Bachelor’s, Psychology

Juris Doctorate

 

I am a general practitioner who has experience in diverse areas of the law; however, I focus primarily on civil litigation and intellectual property.  Information to educate the potential client on these primary areas can be found below.

 

Civil Litigation         Intellectual Property

 

I consider practicing law as an opportunity to help others rather than just to make money.

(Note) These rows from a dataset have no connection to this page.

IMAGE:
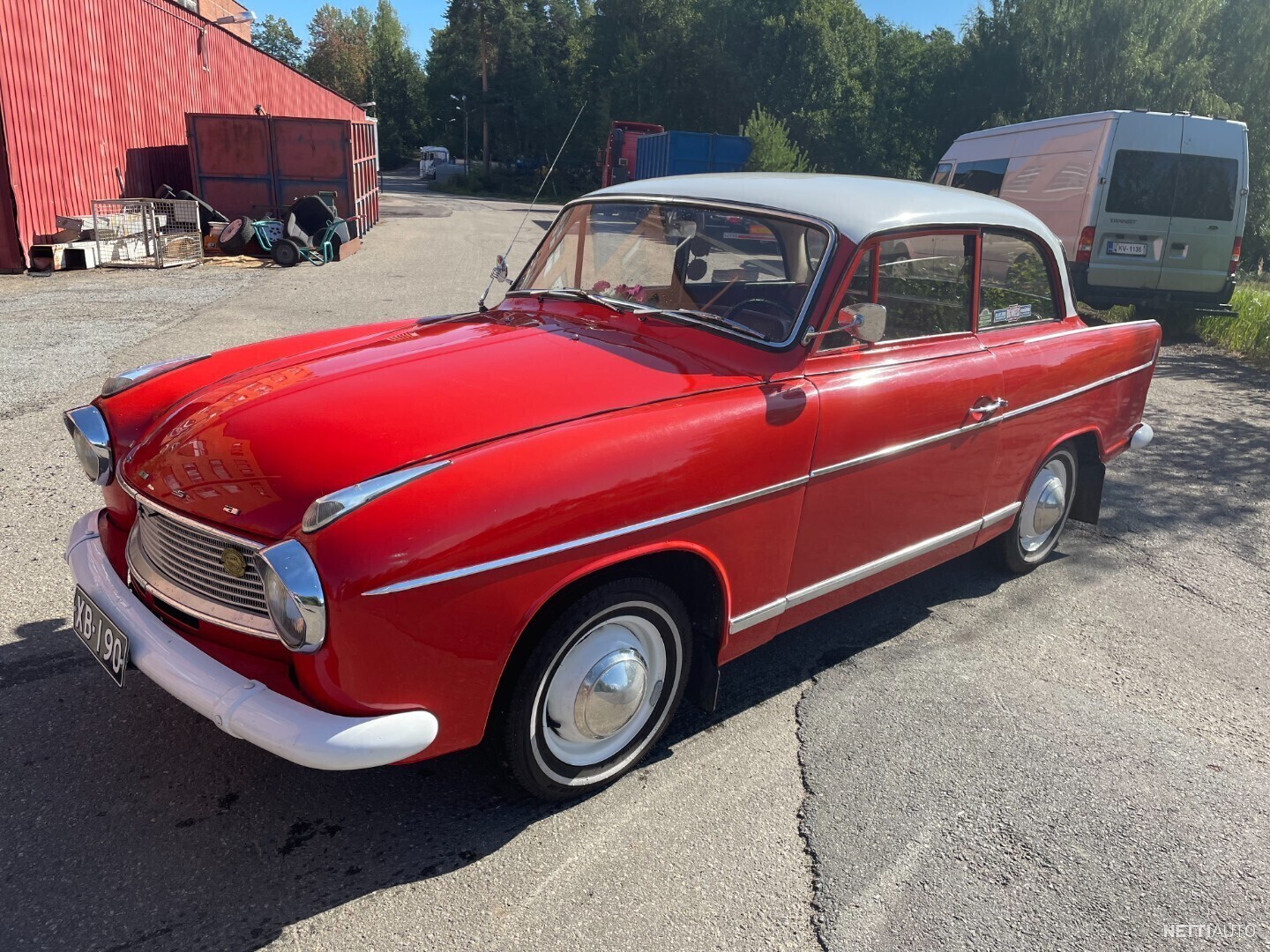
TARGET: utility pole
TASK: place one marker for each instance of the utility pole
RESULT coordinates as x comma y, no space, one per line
484,94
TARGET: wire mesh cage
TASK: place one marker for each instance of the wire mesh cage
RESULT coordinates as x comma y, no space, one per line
146,233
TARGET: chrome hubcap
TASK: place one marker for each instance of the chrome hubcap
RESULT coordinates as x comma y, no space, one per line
1044,505
603,691
609,695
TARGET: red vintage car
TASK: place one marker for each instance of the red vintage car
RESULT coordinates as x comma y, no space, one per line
546,524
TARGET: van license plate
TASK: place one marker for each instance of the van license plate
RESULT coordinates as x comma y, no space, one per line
1127,248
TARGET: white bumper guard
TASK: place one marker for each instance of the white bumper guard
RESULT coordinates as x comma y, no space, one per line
239,706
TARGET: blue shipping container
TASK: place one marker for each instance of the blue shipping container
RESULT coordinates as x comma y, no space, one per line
690,152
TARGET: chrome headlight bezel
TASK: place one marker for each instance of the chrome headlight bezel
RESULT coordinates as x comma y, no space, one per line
92,438
118,383
294,596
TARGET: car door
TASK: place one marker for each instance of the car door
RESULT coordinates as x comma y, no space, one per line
906,449
1208,207
1137,205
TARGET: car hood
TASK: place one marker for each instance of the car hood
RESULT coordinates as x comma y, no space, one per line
251,450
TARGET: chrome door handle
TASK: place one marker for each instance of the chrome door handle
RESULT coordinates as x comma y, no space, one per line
989,409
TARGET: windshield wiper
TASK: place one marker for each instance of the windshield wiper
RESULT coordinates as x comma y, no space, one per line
576,294
716,319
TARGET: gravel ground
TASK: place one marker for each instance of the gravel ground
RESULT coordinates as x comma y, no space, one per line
1071,759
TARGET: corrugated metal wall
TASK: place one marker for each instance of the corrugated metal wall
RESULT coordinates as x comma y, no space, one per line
88,86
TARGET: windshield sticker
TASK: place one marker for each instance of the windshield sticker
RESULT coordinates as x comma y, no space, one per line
1012,314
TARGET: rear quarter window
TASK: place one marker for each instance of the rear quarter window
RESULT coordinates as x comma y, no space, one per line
1015,283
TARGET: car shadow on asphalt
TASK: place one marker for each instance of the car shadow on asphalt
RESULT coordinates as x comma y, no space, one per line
132,822
1206,467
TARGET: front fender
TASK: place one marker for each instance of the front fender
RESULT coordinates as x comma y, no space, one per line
430,585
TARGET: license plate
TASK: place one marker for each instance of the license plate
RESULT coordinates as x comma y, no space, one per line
101,636
1127,248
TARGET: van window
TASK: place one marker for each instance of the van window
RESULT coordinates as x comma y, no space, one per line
1013,282
1169,184
984,175
1142,183
1206,188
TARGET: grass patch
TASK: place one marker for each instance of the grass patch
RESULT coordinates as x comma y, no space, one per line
1250,331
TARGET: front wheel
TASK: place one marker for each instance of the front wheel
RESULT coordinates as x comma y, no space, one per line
598,689
1047,504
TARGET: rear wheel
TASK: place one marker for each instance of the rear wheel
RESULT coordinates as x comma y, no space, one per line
598,689
236,235
1042,517
285,253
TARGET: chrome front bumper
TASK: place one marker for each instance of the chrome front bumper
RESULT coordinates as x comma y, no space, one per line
240,707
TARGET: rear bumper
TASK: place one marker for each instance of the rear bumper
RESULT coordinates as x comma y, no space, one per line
1102,296
240,707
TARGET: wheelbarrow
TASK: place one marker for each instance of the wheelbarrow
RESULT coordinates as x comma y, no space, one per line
311,233
288,253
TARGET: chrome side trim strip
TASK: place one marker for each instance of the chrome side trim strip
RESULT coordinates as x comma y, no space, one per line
1067,333
759,614
869,569
1070,394
949,435
1002,513
879,565
900,449
578,544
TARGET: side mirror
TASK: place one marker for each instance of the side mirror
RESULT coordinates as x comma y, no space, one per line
866,323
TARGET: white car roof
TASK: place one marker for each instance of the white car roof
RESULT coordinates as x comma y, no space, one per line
857,206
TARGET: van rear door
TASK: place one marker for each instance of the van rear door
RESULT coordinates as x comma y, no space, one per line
1209,206
1132,230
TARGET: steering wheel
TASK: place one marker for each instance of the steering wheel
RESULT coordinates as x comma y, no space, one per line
756,305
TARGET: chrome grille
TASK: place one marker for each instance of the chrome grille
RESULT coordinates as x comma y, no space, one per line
192,559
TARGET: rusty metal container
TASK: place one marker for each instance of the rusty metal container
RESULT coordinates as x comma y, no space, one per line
250,164
97,90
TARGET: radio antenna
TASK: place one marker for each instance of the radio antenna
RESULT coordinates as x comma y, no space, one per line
499,271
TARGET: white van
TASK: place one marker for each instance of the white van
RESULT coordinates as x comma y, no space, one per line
1149,206
432,158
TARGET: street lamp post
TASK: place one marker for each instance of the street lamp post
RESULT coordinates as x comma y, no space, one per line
462,108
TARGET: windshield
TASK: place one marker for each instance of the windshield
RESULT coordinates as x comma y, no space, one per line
746,274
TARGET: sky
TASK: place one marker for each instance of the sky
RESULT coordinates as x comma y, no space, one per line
422,17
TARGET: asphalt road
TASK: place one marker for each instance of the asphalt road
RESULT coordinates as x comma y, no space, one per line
1071,759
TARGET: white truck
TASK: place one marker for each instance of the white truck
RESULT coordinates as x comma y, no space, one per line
1149,206
430,159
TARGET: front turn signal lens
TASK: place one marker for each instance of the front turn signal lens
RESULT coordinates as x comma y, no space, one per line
92,442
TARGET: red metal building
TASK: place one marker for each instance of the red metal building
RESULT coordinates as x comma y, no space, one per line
94,92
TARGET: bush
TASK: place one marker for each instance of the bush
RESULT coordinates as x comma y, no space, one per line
1250,331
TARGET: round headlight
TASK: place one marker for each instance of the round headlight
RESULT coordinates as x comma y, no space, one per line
292,593
92,442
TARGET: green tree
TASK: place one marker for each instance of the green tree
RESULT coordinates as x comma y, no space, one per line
340,49
273,36
394,81
773,150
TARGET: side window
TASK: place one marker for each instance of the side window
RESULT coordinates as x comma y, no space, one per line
856,294
1013,282
925,283
984,175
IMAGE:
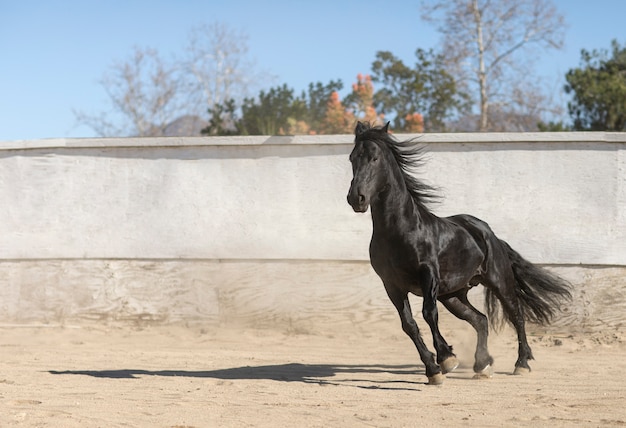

To that end, I offer a free initial consultation and affordable rates.

 

My practice involves pre-litigation work between private parties (intellectual property) and litigation (civil).

 

The goal of drafting pre-litigation documents is to explicitly and clearly embody your desires in the language of the contract, so that in the future, people will be less likely to sue you or your successors, and if they do sue, will be less likely to twist ambiguous or nonexistent terms to their advantage.   Pre-litigation drafting allows for more control over the rules of the agreement and typically costs much less than litigation, so a well drafted pre-litigation document can save your money and interests.  A well drafted document thus plans for hard to foresee events far into the future and drafts provisions to govern disputes arising from these possible events, as well as knowing the interests of the parties involved and the subject of the document.

 

Litigation involves the court and formal procedures, which typically take a lot of time and money (unless you settle early on).  By the time you reach litigation, you are no longer able to agree with the other side on an issue at stake emotional enough to cause you or the other party to go to court.  Thus, litigation involves working with emotionally charged parties and issues. Evidence is scrutinized in detail, and obtained (sometimes by the box-full) from one’s one party, the other parties (through discovery), and from other entities (informally or through subpoenas).  Litigation is dependent upon what the trier of fact (the judge or the jury) thinks of your position, your lawyer, and your witnesses, and so is not a purely objective, formulaic inquiry with a completely predictable outcome.  Usually, either you win or you lose, even if the situation was vastly more complex.  Litigation is usually not somewhere you’d want to be but is a place of last resort.  Having said all of the above, it is useful to have a lawyer who can guide you through both the law governing the facts that led the parties to come to court (called the substantive law) and the law governing the procedure once the parties have arrived at court.    It is useful to have a lawyer that can both fiercely advocate for you to the court and connect with you in counseling.